Thursday, April 24, 2008

My question

Basically all my life I've been a pretty busy person, even when I was just a child. Then it was school, tap, jazz, ballet, gymnastics, cheerleading, church, and sleepovers at Mimi's.

In High School it was practice, games, pep rallies, proms, pageants, club meetings, and a school newspaper to publish.

I actually remember looking forward to college because I'd finally get some rest.

College came and went with classes, BCM, part-time jobs, outings or sometimes just staying in with friends, and always, always something going on.

Graduation came and went and with it came my first teaching job.
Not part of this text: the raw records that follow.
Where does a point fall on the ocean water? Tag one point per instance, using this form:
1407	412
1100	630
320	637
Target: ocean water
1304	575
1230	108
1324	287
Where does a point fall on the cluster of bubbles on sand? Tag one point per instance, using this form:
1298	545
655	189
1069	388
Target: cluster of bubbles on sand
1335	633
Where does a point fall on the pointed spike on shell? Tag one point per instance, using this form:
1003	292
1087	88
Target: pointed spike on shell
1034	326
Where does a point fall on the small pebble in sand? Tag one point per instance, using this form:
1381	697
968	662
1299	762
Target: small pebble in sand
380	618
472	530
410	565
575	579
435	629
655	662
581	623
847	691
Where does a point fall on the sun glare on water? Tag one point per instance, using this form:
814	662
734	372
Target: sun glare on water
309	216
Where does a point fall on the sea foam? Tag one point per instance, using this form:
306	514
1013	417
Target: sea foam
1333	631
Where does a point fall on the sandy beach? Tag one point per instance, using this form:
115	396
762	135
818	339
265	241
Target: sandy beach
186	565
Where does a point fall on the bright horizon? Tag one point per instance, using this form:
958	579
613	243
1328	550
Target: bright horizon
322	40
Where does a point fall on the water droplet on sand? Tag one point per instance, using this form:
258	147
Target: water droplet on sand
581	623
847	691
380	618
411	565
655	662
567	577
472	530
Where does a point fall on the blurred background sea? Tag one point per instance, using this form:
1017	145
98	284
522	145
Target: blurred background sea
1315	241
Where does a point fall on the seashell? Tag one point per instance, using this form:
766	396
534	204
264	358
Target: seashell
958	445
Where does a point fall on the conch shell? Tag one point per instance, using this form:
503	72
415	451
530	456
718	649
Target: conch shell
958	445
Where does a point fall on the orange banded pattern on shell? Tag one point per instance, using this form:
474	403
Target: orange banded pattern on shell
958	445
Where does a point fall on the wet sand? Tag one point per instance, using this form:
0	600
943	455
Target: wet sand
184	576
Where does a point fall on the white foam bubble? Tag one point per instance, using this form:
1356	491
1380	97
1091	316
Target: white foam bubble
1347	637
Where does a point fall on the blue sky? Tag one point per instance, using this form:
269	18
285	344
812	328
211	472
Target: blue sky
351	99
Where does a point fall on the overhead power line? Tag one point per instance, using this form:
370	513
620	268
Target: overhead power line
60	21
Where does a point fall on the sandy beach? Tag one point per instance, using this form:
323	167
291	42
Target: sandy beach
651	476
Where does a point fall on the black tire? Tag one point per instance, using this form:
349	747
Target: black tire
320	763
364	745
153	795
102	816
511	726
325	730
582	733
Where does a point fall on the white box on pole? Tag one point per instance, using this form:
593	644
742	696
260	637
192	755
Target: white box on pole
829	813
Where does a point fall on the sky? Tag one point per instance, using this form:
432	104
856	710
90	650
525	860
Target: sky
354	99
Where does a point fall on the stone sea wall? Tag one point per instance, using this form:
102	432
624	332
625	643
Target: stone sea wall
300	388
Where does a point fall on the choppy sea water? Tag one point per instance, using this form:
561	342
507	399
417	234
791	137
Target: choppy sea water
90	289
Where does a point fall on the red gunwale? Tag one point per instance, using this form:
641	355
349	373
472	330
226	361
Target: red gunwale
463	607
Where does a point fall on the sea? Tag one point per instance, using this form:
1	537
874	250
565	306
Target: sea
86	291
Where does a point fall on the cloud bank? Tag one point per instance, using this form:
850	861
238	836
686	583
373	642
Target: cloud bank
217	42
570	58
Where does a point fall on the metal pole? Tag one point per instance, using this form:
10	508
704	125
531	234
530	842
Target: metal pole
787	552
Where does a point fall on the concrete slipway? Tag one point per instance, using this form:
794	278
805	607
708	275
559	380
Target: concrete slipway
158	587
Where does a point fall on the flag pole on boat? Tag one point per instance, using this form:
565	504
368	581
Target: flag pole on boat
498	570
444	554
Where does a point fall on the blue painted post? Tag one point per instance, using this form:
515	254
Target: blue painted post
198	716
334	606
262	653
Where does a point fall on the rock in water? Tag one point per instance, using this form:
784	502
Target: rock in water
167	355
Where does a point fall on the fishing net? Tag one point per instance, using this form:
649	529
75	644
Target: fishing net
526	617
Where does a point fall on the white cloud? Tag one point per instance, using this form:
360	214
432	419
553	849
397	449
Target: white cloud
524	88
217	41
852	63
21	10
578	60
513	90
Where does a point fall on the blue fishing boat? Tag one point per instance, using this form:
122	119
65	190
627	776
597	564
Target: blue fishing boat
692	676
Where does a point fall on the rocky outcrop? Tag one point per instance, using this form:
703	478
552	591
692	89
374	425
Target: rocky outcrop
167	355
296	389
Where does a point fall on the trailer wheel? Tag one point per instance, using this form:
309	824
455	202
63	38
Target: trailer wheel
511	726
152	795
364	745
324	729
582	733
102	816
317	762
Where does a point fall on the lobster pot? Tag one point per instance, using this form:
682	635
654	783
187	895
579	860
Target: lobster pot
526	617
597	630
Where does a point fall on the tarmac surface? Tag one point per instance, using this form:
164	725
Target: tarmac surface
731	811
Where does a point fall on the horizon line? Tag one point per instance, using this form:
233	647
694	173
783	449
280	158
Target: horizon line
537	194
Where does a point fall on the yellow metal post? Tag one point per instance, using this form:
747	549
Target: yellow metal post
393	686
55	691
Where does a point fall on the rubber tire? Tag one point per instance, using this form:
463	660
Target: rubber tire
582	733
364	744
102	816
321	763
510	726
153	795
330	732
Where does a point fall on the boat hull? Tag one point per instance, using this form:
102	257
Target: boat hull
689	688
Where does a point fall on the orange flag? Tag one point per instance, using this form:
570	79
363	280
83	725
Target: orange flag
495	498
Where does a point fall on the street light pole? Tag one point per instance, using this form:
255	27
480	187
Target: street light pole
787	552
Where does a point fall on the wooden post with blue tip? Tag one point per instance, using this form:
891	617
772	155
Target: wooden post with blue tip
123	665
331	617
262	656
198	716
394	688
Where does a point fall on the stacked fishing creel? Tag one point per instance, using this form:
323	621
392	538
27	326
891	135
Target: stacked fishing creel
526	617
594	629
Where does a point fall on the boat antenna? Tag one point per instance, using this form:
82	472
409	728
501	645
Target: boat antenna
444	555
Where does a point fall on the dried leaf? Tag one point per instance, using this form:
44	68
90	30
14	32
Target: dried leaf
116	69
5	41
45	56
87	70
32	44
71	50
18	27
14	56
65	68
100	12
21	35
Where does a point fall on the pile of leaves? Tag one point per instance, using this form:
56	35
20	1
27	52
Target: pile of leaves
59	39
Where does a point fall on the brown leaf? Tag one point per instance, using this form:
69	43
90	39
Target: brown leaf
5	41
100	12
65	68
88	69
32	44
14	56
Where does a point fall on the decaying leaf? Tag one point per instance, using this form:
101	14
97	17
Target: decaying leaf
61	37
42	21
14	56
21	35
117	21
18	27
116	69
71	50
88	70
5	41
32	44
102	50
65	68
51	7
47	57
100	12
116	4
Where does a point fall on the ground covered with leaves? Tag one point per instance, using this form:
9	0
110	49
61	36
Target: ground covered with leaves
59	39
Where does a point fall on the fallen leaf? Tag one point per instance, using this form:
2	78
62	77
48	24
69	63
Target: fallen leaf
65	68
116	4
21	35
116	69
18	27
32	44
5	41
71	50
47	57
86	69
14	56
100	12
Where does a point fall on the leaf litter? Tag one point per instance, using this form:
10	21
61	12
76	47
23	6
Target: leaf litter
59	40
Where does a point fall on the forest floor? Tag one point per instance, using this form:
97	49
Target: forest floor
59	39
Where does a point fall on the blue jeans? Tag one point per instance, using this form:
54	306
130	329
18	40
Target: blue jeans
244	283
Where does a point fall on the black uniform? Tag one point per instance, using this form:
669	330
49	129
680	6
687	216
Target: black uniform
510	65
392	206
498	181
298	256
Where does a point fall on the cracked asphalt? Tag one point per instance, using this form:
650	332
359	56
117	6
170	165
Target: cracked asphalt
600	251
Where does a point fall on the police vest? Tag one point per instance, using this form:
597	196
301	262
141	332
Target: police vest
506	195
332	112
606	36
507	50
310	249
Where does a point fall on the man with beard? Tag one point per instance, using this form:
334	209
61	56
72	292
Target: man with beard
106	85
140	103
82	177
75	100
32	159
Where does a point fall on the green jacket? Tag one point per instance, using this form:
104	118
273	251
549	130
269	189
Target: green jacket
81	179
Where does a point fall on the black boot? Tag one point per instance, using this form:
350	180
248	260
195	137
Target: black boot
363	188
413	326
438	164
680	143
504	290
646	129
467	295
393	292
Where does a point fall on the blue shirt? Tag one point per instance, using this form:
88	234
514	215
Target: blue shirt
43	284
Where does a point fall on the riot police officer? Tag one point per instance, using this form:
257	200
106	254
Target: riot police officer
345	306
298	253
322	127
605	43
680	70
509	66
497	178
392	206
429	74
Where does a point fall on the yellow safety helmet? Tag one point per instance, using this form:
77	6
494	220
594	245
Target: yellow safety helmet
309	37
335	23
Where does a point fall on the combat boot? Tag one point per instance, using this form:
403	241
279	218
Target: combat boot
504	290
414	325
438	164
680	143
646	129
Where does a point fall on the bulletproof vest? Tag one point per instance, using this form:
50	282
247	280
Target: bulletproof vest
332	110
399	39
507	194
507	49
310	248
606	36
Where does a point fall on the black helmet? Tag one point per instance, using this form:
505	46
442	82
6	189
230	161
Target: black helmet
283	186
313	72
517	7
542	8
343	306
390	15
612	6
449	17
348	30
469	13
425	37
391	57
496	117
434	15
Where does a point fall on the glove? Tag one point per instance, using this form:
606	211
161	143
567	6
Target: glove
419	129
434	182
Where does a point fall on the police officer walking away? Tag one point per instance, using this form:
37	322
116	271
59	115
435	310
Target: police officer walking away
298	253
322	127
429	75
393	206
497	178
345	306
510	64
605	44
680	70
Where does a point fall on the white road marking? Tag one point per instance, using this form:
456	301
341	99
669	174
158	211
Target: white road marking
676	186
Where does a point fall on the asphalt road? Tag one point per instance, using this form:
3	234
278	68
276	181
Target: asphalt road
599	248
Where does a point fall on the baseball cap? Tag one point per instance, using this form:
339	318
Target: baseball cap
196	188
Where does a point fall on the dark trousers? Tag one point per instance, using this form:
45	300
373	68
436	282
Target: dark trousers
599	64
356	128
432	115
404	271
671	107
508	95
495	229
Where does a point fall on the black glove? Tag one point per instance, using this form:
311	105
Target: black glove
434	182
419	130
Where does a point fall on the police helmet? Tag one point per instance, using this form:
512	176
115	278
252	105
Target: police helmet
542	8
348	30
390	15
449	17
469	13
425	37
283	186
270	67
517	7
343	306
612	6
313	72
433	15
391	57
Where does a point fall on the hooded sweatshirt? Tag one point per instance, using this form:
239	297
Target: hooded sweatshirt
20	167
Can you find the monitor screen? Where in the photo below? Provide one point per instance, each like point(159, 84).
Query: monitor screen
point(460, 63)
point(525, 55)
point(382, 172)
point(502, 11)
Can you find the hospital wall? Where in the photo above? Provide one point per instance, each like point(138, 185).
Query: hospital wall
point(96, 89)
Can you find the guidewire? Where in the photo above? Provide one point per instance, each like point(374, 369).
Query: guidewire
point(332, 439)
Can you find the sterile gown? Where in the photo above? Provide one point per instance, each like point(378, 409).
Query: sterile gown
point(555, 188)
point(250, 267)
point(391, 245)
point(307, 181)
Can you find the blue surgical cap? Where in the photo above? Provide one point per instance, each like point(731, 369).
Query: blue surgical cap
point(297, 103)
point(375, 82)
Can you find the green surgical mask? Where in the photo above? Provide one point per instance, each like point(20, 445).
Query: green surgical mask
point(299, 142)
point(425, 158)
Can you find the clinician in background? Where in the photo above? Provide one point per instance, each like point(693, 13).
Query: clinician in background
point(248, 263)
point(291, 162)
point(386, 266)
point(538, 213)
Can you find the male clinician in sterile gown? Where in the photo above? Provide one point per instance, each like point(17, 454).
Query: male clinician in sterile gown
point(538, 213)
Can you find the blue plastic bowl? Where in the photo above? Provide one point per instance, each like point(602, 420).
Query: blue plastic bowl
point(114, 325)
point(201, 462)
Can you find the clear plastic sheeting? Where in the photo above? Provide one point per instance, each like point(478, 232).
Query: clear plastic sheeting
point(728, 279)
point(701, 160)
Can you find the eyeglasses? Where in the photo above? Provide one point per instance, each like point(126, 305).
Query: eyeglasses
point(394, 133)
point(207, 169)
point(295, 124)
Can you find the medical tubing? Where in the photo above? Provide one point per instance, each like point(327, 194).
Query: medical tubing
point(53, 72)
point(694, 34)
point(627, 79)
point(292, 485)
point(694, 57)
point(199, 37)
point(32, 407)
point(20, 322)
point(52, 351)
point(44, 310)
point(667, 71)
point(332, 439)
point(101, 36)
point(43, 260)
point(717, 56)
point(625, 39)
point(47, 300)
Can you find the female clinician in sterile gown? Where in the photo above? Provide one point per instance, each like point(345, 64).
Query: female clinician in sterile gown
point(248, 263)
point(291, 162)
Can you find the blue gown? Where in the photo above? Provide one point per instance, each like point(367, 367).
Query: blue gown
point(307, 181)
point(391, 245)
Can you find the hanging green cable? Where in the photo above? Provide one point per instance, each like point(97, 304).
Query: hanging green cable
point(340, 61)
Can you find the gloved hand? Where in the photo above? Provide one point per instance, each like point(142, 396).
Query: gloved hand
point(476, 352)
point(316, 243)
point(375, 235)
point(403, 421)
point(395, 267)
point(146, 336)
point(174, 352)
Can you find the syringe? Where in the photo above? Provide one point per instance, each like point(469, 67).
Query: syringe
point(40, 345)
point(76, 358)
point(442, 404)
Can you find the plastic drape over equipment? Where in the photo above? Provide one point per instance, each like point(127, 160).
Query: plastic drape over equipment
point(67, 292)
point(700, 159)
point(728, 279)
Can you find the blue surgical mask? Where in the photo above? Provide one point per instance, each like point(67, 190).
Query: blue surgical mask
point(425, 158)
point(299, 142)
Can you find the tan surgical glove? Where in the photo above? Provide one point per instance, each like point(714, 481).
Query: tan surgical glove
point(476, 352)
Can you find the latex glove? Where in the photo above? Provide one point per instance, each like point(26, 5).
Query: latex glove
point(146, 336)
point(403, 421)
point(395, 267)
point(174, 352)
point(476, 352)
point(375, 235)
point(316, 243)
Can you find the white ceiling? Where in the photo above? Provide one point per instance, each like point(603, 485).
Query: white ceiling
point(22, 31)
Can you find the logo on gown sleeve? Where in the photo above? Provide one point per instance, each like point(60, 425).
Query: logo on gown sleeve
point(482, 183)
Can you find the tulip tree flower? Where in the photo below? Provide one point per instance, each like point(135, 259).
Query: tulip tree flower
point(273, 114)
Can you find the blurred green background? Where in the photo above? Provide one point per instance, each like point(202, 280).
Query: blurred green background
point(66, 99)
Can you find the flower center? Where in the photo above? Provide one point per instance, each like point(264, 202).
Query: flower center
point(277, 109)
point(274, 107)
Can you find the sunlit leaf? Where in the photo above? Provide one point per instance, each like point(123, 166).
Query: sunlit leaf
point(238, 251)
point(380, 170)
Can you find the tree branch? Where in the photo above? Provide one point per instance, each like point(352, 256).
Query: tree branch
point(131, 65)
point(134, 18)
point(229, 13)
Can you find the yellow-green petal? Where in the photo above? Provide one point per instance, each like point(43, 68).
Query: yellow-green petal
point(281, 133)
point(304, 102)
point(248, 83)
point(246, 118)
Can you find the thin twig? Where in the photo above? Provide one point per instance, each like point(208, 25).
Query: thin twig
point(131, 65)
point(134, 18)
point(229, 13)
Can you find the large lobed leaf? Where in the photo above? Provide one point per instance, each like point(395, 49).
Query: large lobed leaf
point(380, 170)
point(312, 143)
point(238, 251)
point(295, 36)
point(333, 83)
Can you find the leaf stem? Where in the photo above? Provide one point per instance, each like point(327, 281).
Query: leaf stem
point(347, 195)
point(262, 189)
Of course, me being the person that I am (someone who CANNOT say no), was involved in everything. Before I knew it, I was killing myself trying to coach basketball, and have awesome lesson plans, and always keep my papers graded. I would leave my house most days at 5:45 am and not get home until 10 or 11 and then there was dinner and a shower, and sometimes, even a tv show.

Now, I am still busy, but it is a different kind of busyness. It is a boring, stay in the house, kind of busy...if that makes sense. I'm not saying that what I do isn't meaningful...if it wasn't, I wouldn't be doing it...but it is different. Now I spend my days doing laundry, washing bottles, (sometimes) planning dinner, and playing with Ansleigh.

I am in constant conflict with myself.

I love my daughter. I love having this time that I'll never have again with her. I love that she knows who Mommy is. I love that I'm the one who watches her make new discoveries every day.

I hate being stuck inside my house all day long. I dislike not feeling like I'm contributing to society. I am not a fan of not having a paycheck of my own.

I enjoy that if I need/want to, I can take a nap.

I hate daytime tv.

I love that God provides me with time to spend time in the Word where it isn't forced like it was when I was teaching.

I struggle with wanting to go back to teaching now and wanting to still stay at home.

In the past, I always reminded myself (and it was a struggle!) to just be still and know that He is God. Now, I feel like if I am still any longer, I will become a statue.

So here is my question:
How do you be a stay-at-home mom with a purpose and a life?


I'm fighting to remember who I was before I moved and became a mommy and I'm struggling to see how that person fits in with being a mommy.

2 comments:

Hugs said...

You are always in my prayers. Please call me if you ever just want to chat. I really miss being around you and just talking. It is interesting that you are having that struggle because I've been thinking a lot about that lately. How do stay at home moms stay sane? I'm no where close to it but for some reason God has had that on my heart.

Anonymous said...

I completely sympathize with this struggle, in fact I got teary-eyed just reading your post. I think that part of why I wanted to get pregnant again so quickly the second time was to create some more momentum and have another goal:) Of course God planned Luc for more than to help make my days busier, but I do sometimes sit back and wonder how God plans to tie together all the parts of me: my ministry calling, my education and skills, my family life, my goals, etc. And I feel guilty sometimes asking myself the question "When am I going to be more than JUST a stay-at-home mom?" because in my head I know that this is the most important gift I an give to my kids and that it is such a privilege to have a husband providing so that I can be home. I do miss a paycheck and the feeling of accomplishment at work (laundry never provides the same satisfaction). I try to create adventure and goals for my day. I try to remember to do everything as unto the Lord. And I pray that God gives me wisdom to see His grace in my redefined roles. I may not be employed in youth ministry, but I can still build relationships with, invest in, and disiple young people. I may not have an art studio set up in my now child-proofed home, but I can help my kids discover art and help them develop creativity. And I can share my heart's desires with God and my husband and trust that they are valid and that both will help me find ways to use them.